A roadmap to cosmological parameter analysis with third-order shear statistics II. Analytic covariance estimate☆

Context. Third-order weak lensing statistics are a promising tool for cosmological analyses since they extract cosmological information in the non-Gaussianity of the cosmic large-scale structure. However, such analyses require precise and accurate models for the covariance of the statistics. Aims. In this second paper of a series on third-order weak lensing statistics, we derive and validate an analytic model for the covariance of the third-order aperture statistics < M-ap(3)>. Methods. We derive the covariance model from a real-space estimator for < M-ap(3)>, including the Gaussian and non-Gaussian parts. We validate the model by comparing it to estimates from simulated Gaussian random fields (GRFs) and two sets of N-body simulations. Finally, we perform mock cosmological analyses with the model covariance and the simulation estimate to compare the resulting parameter constraints.
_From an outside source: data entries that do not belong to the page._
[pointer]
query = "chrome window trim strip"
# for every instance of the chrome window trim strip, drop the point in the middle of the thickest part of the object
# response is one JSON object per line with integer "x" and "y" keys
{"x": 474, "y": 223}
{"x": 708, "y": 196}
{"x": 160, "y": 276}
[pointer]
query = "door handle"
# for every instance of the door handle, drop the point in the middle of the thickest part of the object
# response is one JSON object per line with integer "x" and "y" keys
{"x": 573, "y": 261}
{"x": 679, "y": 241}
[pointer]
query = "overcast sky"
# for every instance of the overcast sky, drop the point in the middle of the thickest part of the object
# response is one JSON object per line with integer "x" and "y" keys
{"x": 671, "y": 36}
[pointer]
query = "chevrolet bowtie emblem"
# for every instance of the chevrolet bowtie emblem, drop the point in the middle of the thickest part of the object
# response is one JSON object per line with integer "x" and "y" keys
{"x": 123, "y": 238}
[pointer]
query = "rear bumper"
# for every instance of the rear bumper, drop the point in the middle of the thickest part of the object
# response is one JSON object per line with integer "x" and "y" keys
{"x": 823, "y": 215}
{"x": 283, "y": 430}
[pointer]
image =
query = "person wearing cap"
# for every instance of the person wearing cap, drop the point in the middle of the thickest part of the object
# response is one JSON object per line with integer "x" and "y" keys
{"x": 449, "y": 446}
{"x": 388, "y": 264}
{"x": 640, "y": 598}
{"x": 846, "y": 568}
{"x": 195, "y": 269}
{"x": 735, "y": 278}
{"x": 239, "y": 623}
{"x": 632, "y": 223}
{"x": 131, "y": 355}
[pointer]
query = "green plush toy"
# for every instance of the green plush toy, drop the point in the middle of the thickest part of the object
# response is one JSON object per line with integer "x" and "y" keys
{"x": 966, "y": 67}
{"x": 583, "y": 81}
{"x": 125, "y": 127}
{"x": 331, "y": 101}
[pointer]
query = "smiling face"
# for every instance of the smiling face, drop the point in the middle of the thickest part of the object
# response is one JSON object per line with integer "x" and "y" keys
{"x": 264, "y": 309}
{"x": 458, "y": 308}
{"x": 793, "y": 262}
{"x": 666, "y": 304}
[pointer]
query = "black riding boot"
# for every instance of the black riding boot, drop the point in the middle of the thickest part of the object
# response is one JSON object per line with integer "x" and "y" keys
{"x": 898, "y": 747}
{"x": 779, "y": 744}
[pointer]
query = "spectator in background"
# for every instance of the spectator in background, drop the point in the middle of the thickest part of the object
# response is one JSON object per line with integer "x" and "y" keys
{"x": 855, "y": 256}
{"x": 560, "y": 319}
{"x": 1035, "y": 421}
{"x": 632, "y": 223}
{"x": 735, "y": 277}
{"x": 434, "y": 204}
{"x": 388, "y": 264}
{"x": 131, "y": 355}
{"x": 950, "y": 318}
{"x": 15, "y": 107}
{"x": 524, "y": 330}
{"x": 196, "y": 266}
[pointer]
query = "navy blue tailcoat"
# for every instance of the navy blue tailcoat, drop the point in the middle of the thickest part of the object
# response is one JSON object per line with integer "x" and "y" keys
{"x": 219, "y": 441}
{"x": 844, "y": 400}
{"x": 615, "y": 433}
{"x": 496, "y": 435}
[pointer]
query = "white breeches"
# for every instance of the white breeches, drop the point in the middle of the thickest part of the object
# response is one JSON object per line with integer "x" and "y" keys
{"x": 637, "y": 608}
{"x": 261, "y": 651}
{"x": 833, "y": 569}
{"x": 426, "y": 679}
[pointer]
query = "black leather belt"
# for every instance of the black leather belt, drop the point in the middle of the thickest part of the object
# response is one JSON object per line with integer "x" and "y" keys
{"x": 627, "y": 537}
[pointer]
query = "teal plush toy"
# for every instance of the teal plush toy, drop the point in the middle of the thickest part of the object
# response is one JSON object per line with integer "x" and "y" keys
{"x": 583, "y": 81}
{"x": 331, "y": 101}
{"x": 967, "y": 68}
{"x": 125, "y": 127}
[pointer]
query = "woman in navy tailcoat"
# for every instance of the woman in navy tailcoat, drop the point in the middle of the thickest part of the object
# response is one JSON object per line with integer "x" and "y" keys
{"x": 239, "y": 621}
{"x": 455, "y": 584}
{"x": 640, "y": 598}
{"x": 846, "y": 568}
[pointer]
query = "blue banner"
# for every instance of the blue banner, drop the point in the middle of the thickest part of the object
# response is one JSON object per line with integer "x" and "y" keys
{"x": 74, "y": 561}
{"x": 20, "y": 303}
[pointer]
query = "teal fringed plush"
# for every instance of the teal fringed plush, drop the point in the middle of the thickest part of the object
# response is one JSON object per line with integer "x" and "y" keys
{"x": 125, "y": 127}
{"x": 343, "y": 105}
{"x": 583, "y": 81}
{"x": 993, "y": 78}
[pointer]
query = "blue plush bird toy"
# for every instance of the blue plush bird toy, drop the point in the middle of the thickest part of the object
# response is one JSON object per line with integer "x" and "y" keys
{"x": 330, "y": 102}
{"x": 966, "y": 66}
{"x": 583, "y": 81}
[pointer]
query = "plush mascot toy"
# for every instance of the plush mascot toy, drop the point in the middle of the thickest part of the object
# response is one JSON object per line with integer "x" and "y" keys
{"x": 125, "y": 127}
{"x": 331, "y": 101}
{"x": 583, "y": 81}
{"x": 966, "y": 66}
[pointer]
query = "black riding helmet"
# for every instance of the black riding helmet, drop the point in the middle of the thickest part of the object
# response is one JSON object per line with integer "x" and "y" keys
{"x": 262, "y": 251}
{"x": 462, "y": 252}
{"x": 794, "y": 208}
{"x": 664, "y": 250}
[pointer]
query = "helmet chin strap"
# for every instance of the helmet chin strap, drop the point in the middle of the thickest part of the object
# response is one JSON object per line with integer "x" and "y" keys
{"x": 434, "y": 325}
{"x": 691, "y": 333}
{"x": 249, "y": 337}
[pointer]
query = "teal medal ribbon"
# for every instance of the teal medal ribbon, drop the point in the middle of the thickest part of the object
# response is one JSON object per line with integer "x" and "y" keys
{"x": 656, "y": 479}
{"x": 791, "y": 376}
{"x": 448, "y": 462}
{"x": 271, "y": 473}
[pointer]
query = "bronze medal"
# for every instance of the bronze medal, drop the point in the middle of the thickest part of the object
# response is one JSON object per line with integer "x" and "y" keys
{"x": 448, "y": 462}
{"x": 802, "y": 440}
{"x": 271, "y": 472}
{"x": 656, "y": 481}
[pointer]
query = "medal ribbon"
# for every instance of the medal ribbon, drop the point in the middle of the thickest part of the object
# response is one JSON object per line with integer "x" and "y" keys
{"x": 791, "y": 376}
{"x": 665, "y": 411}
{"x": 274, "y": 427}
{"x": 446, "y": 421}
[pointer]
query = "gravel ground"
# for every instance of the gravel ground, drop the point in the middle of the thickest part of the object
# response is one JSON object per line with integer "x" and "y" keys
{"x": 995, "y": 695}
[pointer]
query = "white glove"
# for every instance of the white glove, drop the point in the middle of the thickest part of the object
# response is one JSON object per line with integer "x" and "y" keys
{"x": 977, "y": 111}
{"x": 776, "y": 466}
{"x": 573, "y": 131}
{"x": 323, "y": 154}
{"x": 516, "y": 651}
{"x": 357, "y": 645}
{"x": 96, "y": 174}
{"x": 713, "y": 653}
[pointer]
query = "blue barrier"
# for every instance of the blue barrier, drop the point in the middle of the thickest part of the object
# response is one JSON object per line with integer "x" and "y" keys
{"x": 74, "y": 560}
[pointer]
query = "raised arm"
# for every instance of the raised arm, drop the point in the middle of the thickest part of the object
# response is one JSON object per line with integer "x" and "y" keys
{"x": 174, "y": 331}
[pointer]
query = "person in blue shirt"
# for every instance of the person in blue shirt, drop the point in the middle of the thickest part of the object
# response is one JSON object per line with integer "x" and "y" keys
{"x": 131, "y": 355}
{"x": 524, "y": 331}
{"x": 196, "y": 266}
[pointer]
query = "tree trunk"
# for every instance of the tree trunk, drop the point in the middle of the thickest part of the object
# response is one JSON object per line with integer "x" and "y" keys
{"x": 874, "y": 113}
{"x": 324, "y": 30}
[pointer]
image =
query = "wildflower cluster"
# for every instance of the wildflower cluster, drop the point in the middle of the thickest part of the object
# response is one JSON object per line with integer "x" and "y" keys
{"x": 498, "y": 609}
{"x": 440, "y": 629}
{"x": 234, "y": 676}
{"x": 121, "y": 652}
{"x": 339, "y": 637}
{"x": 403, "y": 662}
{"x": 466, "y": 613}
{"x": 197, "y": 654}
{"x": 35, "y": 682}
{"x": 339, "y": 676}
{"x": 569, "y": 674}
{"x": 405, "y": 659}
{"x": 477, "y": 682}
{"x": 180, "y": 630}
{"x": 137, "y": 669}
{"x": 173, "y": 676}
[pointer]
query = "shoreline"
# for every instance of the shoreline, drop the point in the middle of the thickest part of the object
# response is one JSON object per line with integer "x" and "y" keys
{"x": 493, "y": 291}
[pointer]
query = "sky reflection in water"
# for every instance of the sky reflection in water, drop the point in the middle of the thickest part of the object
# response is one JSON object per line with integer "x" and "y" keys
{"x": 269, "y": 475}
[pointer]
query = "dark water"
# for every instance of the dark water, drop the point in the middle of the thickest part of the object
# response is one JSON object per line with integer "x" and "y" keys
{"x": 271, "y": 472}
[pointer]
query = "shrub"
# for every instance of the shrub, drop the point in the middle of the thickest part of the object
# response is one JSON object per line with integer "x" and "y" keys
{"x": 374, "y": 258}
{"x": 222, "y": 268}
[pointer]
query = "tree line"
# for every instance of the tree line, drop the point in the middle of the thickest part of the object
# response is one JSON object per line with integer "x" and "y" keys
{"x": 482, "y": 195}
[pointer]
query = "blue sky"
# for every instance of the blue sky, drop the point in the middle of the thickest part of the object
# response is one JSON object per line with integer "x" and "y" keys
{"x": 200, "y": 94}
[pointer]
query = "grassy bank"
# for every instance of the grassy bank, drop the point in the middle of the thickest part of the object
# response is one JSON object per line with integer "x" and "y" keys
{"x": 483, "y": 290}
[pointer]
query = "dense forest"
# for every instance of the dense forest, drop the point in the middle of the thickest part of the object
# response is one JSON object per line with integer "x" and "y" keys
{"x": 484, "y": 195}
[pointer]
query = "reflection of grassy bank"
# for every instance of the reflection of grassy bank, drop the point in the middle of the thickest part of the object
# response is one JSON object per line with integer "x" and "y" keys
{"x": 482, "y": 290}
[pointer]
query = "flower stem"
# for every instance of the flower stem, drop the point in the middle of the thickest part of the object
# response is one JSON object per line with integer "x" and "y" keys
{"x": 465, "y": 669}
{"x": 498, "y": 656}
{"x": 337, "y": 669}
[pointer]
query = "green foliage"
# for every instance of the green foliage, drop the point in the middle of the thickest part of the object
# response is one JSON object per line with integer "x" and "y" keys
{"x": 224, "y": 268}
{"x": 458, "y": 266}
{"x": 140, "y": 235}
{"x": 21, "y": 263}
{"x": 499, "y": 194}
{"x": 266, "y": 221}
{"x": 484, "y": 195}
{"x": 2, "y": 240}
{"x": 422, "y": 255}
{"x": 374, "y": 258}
Results. We find good agreement between the analytic model and the simulations, both for the GRFs and the N-body simulations. The figure of merit in the S-8 Omega(m) plane from our covariance model is within 3% of the one obtained from the simulated covariances. We also show that our model, which is based on an estimator using convergence maps, can be used to obtain upper and lower bounds for the covariance of an estimator based on three-point shear correlation functions. This second estimator is required to measure < M-ap(3)> in realistic survey data. In our derivation, we find that the covariance of < M-ap(3)> cannot be obtained from the bispectrum covariance and that it includes several `finite-field terms' that do not scale with the inverse survey area. Conclusions. Our covariance model is su fficiently accurate for analysing stage III surveys. Covariances for statistics in Fourier space cannot always be straightforwardly converted into covariance for real-space statistics.